Pollution pharmaceutique, une menace mondiale pour la santé et l’environnement
Les résidus des médicaments fabriqués et consommés par l’Homme constituent une menace mondiale pour la santé et l’environnement, selon une récente étude multi-institutionnelle visant à évaluer l’étendue de la pollution pharmaceutique des rivières à l’échelle planétaire.

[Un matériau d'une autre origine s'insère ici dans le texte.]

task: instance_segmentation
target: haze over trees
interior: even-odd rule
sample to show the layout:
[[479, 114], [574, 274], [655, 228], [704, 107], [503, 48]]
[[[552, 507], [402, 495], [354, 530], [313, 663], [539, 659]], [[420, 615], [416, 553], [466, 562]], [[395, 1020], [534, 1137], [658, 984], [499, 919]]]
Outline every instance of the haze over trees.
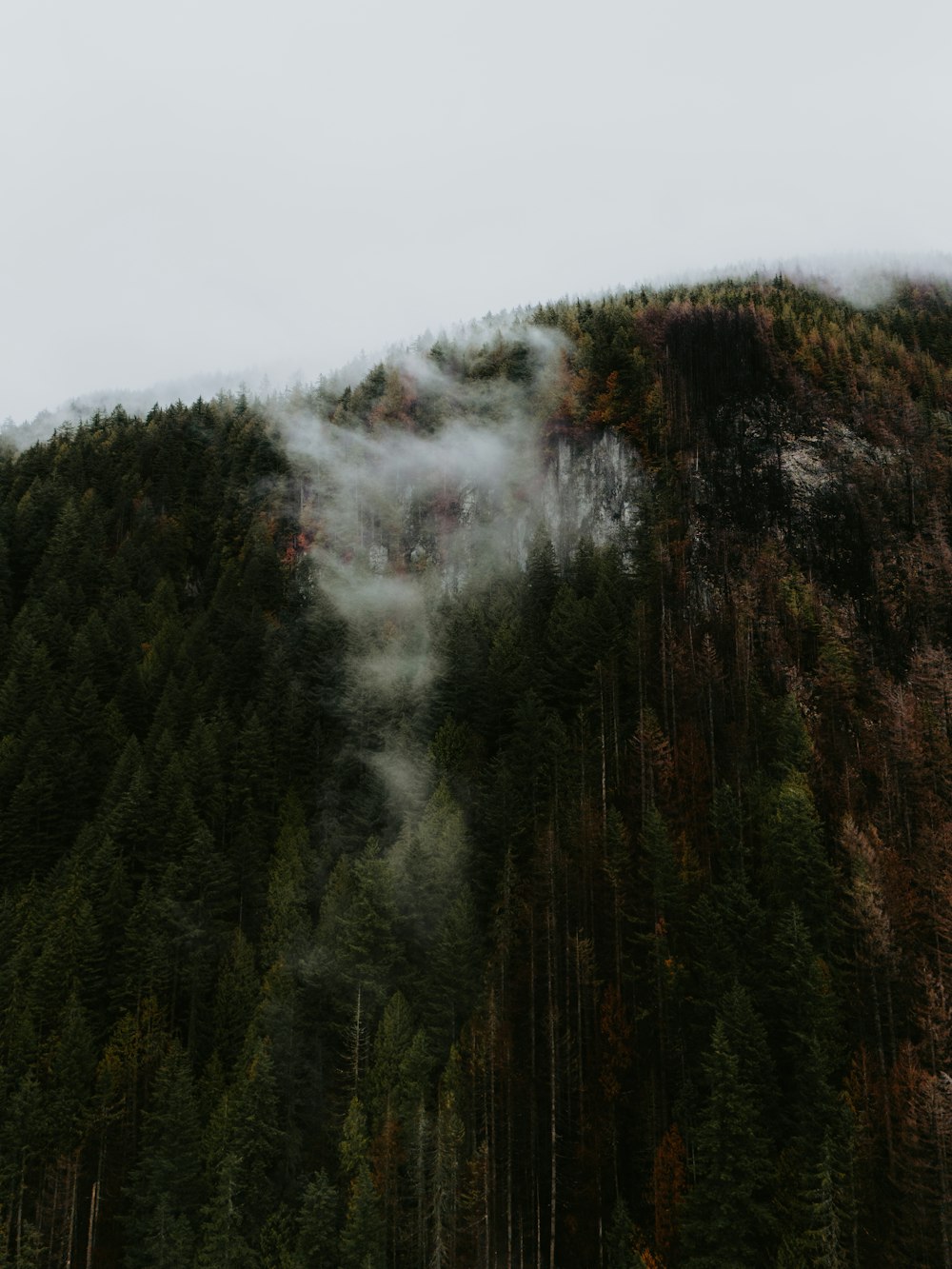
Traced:
[[5, 453], [0, 1265], [949, 1269], [951, 373], [778, 277]]

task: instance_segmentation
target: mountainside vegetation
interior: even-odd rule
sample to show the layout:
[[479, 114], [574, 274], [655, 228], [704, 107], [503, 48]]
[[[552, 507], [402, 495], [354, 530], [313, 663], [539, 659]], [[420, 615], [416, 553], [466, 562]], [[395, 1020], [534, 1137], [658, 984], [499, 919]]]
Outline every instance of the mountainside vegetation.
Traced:
[[[288, 419], [513, 393], [637, 528], [437, 582], [377, 690]], [[0, 896], [0, 1266], [952, 1269], [952, 292], [564, 301], [3, 454]]]

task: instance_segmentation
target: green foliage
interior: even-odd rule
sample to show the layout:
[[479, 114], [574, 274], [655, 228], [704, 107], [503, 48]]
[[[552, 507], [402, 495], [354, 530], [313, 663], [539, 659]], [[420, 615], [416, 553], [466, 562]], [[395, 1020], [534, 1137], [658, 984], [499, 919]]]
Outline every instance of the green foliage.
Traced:
[[951, 315], [727, 279], [296, 390], [638, 450], [619, 546], [407, 579], [425, 699], [259, 404], [0, 456], [0, 1264], [946, 1263]]

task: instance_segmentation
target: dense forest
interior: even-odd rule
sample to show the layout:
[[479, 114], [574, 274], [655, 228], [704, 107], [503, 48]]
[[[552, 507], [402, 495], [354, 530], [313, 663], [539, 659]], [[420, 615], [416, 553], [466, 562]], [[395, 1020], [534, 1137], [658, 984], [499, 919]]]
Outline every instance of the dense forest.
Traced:
[[[467, 500], [517, 415], [631, 523]], [[952, 1269], [952, 292], [4, 452], [0, 896], [0, 1266]]]

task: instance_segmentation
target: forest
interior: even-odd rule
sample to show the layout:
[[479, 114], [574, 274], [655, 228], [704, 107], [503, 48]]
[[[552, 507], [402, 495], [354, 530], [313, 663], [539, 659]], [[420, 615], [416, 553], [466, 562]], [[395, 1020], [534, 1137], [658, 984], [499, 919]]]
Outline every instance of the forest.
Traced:
[[952, 1269], [951, 956], [947, 284], [0, 452], [1, 1269]]

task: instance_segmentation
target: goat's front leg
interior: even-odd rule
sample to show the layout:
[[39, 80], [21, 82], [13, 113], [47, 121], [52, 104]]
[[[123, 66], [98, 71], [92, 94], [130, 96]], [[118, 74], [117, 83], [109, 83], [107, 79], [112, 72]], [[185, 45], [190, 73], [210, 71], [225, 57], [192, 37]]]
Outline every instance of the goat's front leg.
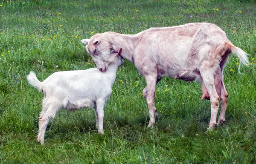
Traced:
[[154, 106], [154, 101], [156, 85], [157, 74], [157, 71], [150, 75], [145, 76], [147, 82], [147, 95], [146, 98], [148, 109], [149, 110], [149, 117], [150, 120], [148, 127], [154, 125], [156, 121], [154, 118], [155, 109]]
[[214, 84], [214, 74], [213, 69], [207, 68], [200, 70], [200, 73], [208, 91], [211, 101], [211, 120], [209, 129], [213, 129], [216, 125], [217, 115], [219, 107], [219, 98]]
[[[161, 79], [161, 78], [158, 78], [157, 80], [157, 83], [156, 83], [157, 84], [160, 81]], [[147, 101], [147, 98], [148, 97], [148, 88], [147, 87], [146, 85], [146, 86], [145, 86], [145, 88], [143, 89], [142, 94], [143, 94], [143, 96], [144, 97], [145, 99], [146, 100], [146, 101]], [[154, 111], [155, 118], [158, 117], [158, 114], [157, 114], [157, 108], [156, 108], [155, 107], [154, 107]]]
[[103, 134], [103, 118], [104, 118], [104, 103], [105, 101], [102, 99], [98, 99], [96, 101], [96, 109], [95, 113], [97, 115], [97, 124], [98, 126], [98, 132], [99, 133]]
[[97, 105], [96, 105], [96, 102], [95, 102], [94, 103], [93, 108], [94, 108], [95, 116], [96, 117], [96, 129], [99, 129], [99, 115], [98, 114], [98, 111], [97, 110]]

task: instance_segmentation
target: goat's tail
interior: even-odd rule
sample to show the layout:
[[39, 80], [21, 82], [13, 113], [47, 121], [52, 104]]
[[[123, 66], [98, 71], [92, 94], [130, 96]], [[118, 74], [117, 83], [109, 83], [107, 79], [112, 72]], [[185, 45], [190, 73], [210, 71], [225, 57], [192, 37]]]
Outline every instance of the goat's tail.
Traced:
[[43, 83], [39, 81], [33, 71], [30, 71], [27, 76], [29, 83], [39, 91], [43, 92]]
[[249, 64], [248, 57], [247, 57], [248, 54], [240, 48], [234, 46], [231, 42], [229, 43], [231, 43], [231, 46], [230, 46], [230, 50], [231, 51], [231, 52], [237, 56], [238, 58], [240, 60], [240, 63], [241, 61], [243, 64], [244, 64], [245, 66], [247, 66], [247, 64]]
[[[248, 57], [247, 56], [247, 54], [240, 48], [235, 46], [229, 41], [223, 44], [222, 46], [219, 47], [217, 51], [218, 51], [218, 54], [220, 55], [221, 56], [224, 57], [224, 58], [226, 58], [225, 56], [227, 55], [227, 56], [228, 56], [230, 52], [232, 52], [233, 54], [236, 55], [240, 60], [238, 69], [239, 73], [240, 73], [241, 61], [243, 64], [246, 66], [247, 66], [247, 64], [249, 63]], [[227, 59], [227, 58], [226, 59]], [[224, 63], [226, 64], [227, 60], [225, 60]]]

Les auteurs ont identifié des concentrations potentiellement toxiques dans plus d’un quart des 258 rivières du monde échantillonnées, dévoilant que les sites les plus contaminés se trouvaient dans des pays à revenu faible ou intermédiaire, dans des régions où les infrastructures de gestion des déchets sont faibles et où la production pharmaceutique est importante. « Nous savons depuis plus de vingt ans que les produits pharmaceutiques finissent dans l’environnement aquatique où ils peuvent affecter la biologie des organismes vivants« , a indiqué dans un communiqué John Wilkinson, chercheur à l’Université de York et codirecteur de l’étude, publiée dans la revue Proceedings of the National Academy of Sciences (PNAS). « Mais l’un des plus grands problèmes auxquels nous avons été confrontés dans la lutte contre ce problème est que nous n’avons pas été très représentatifs dans la surveillance de ces contaminants, la quasi-totalité des données étant concentrée sur quelques zones sélectionnées en Amérique du Nord, en Europe occidentale et en Chine« , a-t-il ajouté.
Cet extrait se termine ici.